For Stephen Jeffers not only goes back a long way with the Clandeboye Estate, having cooked for Lady Dufferin before branching out into restaurants, but he has a loyal following at his Bangor seafood bar, Jeffers by the Marina, and is highly regarded in the area and beyond – which is encouraging both destination diners and casual visitors to come to this slightly off the beaten track venue, as well as pleasing golfers.
The main restaurant is on the lower ground floor and used for evening meals and Sunday lunch; a pleasant room with windows along one wall and the kitchen visible through a glass screen at the end, it’s furnished quite casually with lightwood furniture and leather banquettes, with a collection of good paintings lending a certain gravitas to the informal setting.
As well as a very appealing à la carte menu showcasing a host of fine local foods – including Ewings of Belfast smoked salmon, Clandeboye Estate produce such as pigeon, eggs and milk (the latter used in the rice pudding they serve with poached berries, for example), Copeland Island crab, Portavogie prawns and Strangford Lough scallops – a special Forty Five Pound menu offers exceptional midweek value (meal for two including a bottle of wine, Tue-Fri), and this is also available at Jeffers on the Marina, in Bangor.
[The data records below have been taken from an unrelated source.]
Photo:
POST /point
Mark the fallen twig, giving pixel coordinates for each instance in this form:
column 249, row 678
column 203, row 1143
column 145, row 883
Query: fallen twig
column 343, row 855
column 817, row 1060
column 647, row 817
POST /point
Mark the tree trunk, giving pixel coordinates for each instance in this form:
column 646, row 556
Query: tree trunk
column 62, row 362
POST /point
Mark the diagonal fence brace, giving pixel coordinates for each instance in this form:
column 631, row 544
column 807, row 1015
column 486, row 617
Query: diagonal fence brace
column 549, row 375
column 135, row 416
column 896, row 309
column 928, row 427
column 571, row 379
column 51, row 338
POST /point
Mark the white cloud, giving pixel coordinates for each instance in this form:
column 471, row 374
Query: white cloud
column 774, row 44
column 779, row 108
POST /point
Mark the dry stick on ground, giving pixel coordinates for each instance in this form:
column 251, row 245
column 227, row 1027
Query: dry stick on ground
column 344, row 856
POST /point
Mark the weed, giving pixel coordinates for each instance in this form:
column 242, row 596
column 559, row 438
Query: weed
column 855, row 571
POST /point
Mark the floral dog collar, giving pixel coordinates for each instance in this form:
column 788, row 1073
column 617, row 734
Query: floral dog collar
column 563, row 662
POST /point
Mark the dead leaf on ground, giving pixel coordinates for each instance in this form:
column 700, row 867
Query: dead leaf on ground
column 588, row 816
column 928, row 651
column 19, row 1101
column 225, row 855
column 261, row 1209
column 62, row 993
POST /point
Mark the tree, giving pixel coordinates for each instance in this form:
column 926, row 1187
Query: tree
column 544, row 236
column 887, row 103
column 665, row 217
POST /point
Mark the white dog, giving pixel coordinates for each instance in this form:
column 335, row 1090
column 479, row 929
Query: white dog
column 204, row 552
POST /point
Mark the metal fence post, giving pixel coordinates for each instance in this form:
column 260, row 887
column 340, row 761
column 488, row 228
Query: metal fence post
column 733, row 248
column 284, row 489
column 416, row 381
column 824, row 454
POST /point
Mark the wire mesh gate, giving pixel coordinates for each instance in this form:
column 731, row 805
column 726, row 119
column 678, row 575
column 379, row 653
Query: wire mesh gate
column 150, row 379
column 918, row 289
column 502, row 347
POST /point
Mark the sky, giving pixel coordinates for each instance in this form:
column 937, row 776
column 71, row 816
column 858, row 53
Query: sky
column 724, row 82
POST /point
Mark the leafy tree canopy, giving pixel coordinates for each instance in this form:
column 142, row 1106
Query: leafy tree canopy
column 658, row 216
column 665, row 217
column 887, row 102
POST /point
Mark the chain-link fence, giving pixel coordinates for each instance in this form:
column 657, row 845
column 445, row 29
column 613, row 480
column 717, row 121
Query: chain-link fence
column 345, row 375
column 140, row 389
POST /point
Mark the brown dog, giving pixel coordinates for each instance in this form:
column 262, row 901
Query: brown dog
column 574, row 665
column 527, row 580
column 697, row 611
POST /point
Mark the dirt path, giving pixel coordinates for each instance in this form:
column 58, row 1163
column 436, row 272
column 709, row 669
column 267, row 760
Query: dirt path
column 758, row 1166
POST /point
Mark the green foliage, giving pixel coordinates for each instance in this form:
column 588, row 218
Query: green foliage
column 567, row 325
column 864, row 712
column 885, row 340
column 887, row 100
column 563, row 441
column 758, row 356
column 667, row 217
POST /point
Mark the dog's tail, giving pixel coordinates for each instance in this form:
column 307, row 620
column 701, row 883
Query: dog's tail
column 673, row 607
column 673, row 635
Upstairs, an all day bar menu is served to golfers and the growing number of casual visitors who are now getting to know about Jeffers at Blackwood.
Beginning with the aroma of freshly baked scones first thing in the morning, there is always something to entice people in for a bite and their appealing, well-priced Snax menu offers golfers’ favourites (steaks, of course, also a range of burgers with great variations, including Crozier blue cheese) and a tempting range of less predictable dishes such as pickled herrings on toast, salt & pepper squid, duck confit and Irish seafood skewers.
All round this is a pleasing venue and the offering is well pitched for the mood of the times, with well sourced local foods served at accessible prices – all of which explain the growing numbers of repeat visits.
: Bar Menu all day in The Hunt Room; evenings - Forty Five Pound Menu (also offered at Jeffers by the Marina). Evening restaurant downstairs, à la carte.